Федя зарывается в меня поглубже, приклеивается ко мне, я тоже зарываюсь в него.

– Я тебе верю. Тебе я верю, – придушенно воркует он мне прямо в сердце, – из-за этого-то я оттуда и убежал. Мой отец хотел, чтобы я стал кузнецом, как он был. А мама ну только парикмахером хотела меня сделать. Я не могу быть парикмахером. Знаешь, я тебя обманул, что не нашел в Яссах работы в парикмахерских. Я даже не искал. Не хочу быть парикмахером. Не могу мылить чужие головы, не могу гладить обжорские рожи.

– Не у всех ведь обжорские рожи.

– Все равно. Не хочу этим зарабатывать. Каждого всякого гладить.

– Парикмахер – специальность, как все специальности. Это же стрижка, бритье.

– Все равно.

Днем Федя обо всем этом не говорит. Ночью, в фаэтоне, прет оно из него. Федя еще совсем юный парнишка, на два или на три года моложе меня. Мать его, прачка Паша, была красивая, ходила всегда причесанная, чисто одетая. Сорочку, которую Паша выстирала, накрахмалила и выгладила, и в самом деле носили показывать всем на удивление. Они жили в домишке с соломенной крышей, в самом низу, у Днестра.
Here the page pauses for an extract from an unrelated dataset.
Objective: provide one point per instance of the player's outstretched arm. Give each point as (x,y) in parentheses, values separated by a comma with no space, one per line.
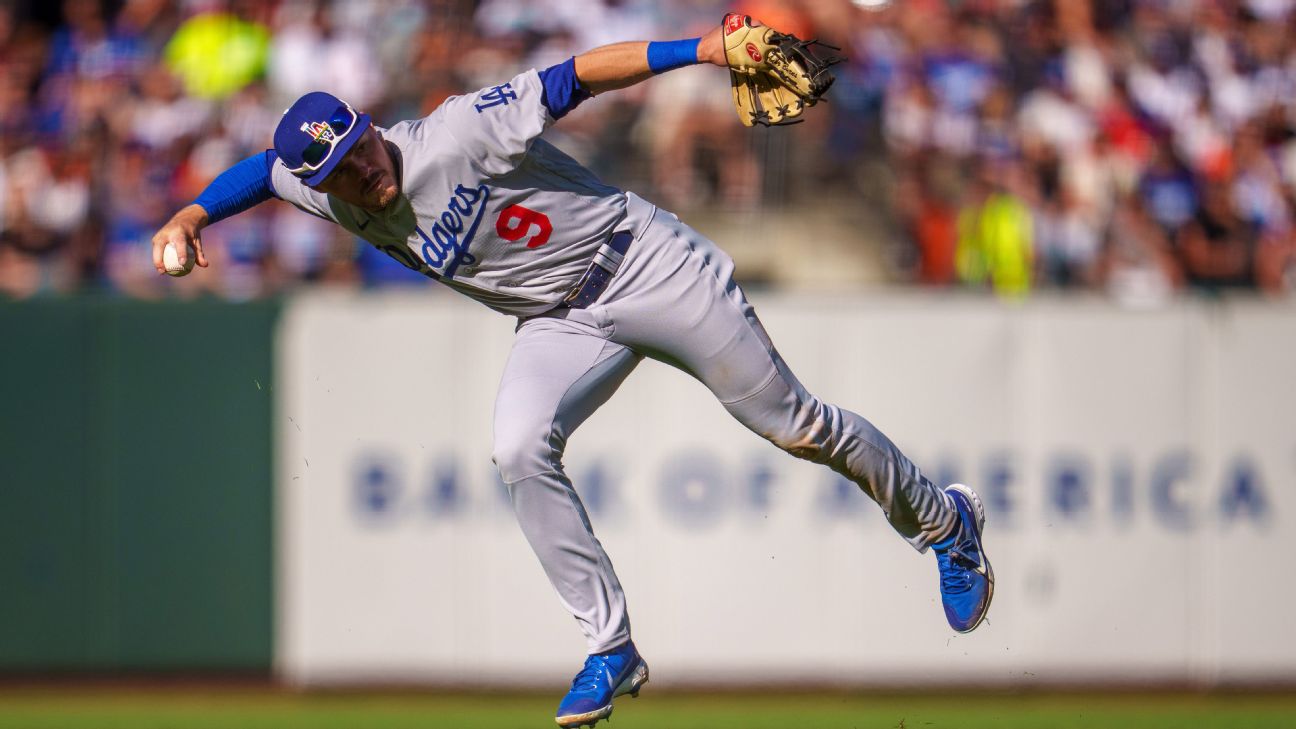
(614,66)
(239,188)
Во дворе висело на столбе, как вывеска, колесо от телеги. Под небольшим жестяным навесом стоял горн, рядом – наковальня, заостренная с обеих сторон. Да только колесо на столбе – перекошенное, грязное, горн – погасший, покрытый пылью, наковальня – без звона. Признаки того, что здесь была кузня, а теперь кузни больше нет. Федьку я помню маленьким мальчиком, он бегал всегда по улицам босой и чумазый.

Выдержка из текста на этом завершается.